A self-described “black sheep,” he is a nonlawyer in a family with three generations full of lawyers. His father is Judge Terrence Boyle.
Boyle, instead, became a CPA and spent several years getting his ticket punched at large accounting firms and as the CFO for a real estate company.
At the age of 29, with no children and a wife with a steady job, Boyle launched his own CPA firm focused on small and solo law firms.
“I had this entrepreneurial itch. I wanted to do something on my own. I decided, if I was going to take a leap, take the leap now,” he recalled.
“From day one, we had to know trust accounting inside and out” said Boyle. “We quickly realized that the current options like doing it by hand or QuickBooks and Excel and other accounting software used by small firms were not built for trust accounting. They leave you susceptible to risk, they are complex and the last thing a small law firm wants to do is be a trust accounting expert.
“I was experiencing a pain point in my CPA practice and thought, man would it be awesome if there was some software that dealt with nothing but trust accounting,” Boyle continued.
In 2014, Boyle partnered with Chad Todd, an IT expert. “Our hobby was to go start TrustBooks,” said Boyle.
“Chad and I started meeting and white boarding what this would look like. I fully mapped out the journey a user would experience when using TrustBooks. We took these mockups – 22 unique pages – and worked with a designer to get the perfect look and feel and then took these final pages to a developer to code.”
“Our goal was to make everything easy, simple and compliant. We don’t want the lawyer to have to read a manual. If you understand clients, payments and deposits you can use our software,” said Boyle.
“It had to pass two smell tests. First, I had to check to make sure the accounting and state bar requirements were met.
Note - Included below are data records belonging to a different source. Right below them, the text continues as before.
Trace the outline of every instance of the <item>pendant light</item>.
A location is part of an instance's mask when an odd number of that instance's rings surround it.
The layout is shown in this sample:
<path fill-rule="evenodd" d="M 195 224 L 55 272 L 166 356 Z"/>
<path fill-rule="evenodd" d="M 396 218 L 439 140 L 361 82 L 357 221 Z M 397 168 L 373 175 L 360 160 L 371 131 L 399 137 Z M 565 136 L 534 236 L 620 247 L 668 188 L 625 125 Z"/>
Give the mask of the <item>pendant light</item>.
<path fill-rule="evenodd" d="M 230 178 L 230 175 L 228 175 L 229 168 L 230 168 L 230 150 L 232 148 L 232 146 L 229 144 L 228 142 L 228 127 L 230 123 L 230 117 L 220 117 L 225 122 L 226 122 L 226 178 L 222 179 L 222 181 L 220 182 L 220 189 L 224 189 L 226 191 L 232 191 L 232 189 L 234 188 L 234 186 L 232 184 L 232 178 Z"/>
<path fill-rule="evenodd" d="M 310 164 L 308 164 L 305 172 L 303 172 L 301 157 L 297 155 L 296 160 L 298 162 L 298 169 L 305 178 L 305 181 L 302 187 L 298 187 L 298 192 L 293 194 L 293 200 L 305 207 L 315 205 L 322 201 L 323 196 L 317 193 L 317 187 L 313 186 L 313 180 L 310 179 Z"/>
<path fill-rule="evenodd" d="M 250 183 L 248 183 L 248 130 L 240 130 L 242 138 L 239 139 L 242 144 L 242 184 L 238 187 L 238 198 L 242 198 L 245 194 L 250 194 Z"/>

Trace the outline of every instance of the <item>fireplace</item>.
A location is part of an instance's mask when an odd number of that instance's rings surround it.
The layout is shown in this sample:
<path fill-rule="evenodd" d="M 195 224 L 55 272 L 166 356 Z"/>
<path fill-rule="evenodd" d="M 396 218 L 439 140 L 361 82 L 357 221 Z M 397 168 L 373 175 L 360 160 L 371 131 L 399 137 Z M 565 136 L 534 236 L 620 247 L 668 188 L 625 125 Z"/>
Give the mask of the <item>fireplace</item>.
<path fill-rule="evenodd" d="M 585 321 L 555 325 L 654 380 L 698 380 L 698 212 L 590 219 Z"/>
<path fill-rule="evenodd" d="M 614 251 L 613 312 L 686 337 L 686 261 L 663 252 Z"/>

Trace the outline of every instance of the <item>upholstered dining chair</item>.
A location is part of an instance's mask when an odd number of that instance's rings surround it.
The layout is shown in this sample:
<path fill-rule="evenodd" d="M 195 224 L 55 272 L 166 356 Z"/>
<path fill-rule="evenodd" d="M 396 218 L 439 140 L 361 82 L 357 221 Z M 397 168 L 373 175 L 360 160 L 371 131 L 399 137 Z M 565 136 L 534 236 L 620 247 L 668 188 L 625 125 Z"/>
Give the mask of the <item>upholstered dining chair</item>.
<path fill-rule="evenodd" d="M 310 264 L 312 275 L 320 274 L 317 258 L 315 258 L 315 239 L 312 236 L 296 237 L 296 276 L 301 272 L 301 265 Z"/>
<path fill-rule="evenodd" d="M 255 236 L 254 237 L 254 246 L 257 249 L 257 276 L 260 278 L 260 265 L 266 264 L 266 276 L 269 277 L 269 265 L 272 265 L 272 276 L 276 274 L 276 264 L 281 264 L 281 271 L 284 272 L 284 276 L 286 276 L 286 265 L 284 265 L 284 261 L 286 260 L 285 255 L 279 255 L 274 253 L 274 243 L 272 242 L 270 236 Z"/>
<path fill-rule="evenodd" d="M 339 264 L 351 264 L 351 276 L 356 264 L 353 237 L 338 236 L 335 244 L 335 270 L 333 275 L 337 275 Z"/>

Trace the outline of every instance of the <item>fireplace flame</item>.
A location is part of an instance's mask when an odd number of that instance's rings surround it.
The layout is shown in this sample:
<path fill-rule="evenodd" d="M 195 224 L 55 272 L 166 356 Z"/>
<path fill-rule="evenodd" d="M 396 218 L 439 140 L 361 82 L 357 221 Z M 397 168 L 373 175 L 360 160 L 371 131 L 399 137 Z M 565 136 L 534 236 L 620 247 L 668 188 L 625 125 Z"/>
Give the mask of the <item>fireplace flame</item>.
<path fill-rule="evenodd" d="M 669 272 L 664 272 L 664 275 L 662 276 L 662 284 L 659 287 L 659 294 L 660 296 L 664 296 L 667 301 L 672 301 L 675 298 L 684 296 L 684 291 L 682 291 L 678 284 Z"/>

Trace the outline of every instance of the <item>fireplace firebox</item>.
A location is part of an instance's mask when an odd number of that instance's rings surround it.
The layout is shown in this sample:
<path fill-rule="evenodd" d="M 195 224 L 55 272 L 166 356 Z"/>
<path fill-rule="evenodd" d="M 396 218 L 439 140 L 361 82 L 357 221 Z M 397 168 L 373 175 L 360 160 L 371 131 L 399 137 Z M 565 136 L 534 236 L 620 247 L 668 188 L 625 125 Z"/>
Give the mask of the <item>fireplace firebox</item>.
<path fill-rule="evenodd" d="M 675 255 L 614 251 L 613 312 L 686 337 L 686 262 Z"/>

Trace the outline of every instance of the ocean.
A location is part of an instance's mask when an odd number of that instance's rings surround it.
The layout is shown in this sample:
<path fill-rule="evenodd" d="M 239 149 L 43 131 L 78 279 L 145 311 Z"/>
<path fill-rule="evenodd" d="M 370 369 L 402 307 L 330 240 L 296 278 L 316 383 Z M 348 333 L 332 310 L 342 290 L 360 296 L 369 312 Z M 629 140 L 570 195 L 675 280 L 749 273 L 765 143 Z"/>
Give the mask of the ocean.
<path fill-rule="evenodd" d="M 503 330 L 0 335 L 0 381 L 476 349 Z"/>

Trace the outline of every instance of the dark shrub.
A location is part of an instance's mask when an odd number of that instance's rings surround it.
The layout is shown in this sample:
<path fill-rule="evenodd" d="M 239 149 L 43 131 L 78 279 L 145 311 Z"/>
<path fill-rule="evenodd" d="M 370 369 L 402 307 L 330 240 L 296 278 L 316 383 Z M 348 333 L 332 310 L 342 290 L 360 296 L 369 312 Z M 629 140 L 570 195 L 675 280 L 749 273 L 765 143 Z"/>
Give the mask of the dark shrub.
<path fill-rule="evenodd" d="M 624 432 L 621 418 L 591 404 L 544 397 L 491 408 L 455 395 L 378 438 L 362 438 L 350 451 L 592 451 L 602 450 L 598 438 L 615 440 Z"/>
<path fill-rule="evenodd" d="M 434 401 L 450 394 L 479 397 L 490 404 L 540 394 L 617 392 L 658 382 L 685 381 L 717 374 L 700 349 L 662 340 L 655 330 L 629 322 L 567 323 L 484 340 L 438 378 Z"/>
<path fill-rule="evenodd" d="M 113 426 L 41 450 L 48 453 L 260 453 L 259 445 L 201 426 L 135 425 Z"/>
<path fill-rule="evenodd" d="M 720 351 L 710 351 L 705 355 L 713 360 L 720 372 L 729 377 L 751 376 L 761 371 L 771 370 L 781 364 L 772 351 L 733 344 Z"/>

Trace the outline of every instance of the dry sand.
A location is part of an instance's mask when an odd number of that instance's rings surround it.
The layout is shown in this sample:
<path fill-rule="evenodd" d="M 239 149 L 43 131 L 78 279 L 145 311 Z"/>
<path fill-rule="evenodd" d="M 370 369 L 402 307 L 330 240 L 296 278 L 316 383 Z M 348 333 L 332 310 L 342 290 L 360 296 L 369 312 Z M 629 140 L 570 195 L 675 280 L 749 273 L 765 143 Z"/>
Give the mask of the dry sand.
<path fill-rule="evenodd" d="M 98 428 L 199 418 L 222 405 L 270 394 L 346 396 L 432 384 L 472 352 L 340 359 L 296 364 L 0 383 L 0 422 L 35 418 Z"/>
Secondly, we had Chad test how quickly he could use it because he doesn’t have the accounting background.
“I’d slip down the rabbit hole … saying it has to do this, this and this to be compliant,” Boyle continued. “Chad would say, ‘I hear you, buddy, but I don’t know what you just said. Let’s keep it simple and focused so the non-accountants like me could use this software.’”
The company ran beta tests with Raleigh law firms in 2015 and rolled out TrustBooks in 2016.
At this year’s American Bar Association Convention, TrustBooks was a Start-Up Alley finalist. Plus, the company took home the grand prize at The Duke Law Tech Lab Demo Day earlier this year.
“In selecting teams like TrustBooks, we were looking for companies creating cutting-edge technology that will change the way legal services are delivered in the future which will in turn increase access to legal services for all,” said Jeff Ward, director of the Duke Center on Law & Technology.”
TrustBooks is used in 30 states. The potential market is 700,000 small and solo law firms in the United States. The growth plan is to offer TrustBooks as stand-alone software or integrated into practice management software.
The company recently inked a partnership deal with LawPay, a company that handles credit card processing for law firms. “It’s a natural fit and a big win for us,” said Boyle.